Living cells usually stay put in their ‘assigned’ areas within an organism, but now and then, they start moving to ‘invade’ the surrounding areas. This happens for many reasons, for example, in wound healing or the metastatic spread of cancer.
In so-called ‘invasive migration,’ cells find themselves in dense molecular matrices that lend the elastic properties giving tissues their shapes and forms.
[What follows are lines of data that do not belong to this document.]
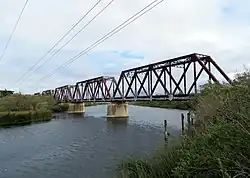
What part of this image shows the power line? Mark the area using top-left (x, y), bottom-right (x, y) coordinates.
top-left (16, 0), bottom-right (103, 83)
top-left (38, 0), bottom-right (165, 82)
top-left (0, 0), bottom-right (30, 61)
top-left (40, 0), bottom-right (164, 81)
top-left (27, 0), bottom-right (115, 78)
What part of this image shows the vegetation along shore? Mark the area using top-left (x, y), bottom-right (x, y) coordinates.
top-left (0, 93), bottom-right (105, 127)
top-left (0, 94), bottom-right (57, 127)
top-left (117, 71), bottom-right (250, 178)
top-left (131, 100), bottom-right (193, 110)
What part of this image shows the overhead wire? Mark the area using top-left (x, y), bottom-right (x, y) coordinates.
top-left (38, 0), bottom-right (165, 82)
top-left (0, 0), bottom-right (30, 61)
top-left (26, 0), bottom-right (115, 79)
top-left (16, 0), bottom-right (103, 83)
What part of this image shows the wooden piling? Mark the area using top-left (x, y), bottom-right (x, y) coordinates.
top-left (164, 120), bottom-right (168, 143)
top-left (187, 112), bottom-right (192, 136)
top-left (190, 112), bottom-right (195, 136)
top-left (187, 112), bottom-right (191, 124)
top-left (181, 113), bottom-right (185, 134)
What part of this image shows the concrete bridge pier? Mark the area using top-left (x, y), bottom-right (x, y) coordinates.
top-left (68, 102), bottom-right (85, 115)
top-left (107, 101), bottom-right (128, 119)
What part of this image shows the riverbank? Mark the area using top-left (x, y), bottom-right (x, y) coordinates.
top-left (0, 94), bottom-right (106, 127)
top-left (130, 100), bottom-right (193, 110)
top-left (52, 102), bottom-right (105, 113)
top-left (0, 94), bottom-right (56, 127)
top-left (0, 110), bottom-right (52, 127)
top-left (117, 72), bottom-right (250, 178)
Until now, these intricate cellular movements have been little understood.
Published in Cell Systems, researchers at Yale and the University of Minnesota (UMN) have discovered that a kind of molecular clock controls the migration of cells through confined spaces.
“We were surprised to find that cancer cells or cells that arose from healthy tissues moved in periodic steps,” said Andre Levchenko, Director of Yale’s Systems Biology Institute and lead author of the study.
Using diverse experimental techniques and modeling, Sung Hoon Lee, a postdoctoral associate in the Levchenko lab, worked with researchers at Yale and UMN to unravel the molecular network inside the cells and the carefully separated ‘beats’ controlling cell movement.
Offering potentially significant insight for future clinical interventions, the scholars found that they could adjust the frequency of the molecular clock, effectively speeding up or slowing down the moving cells, sometimes by as much as two or three-fold.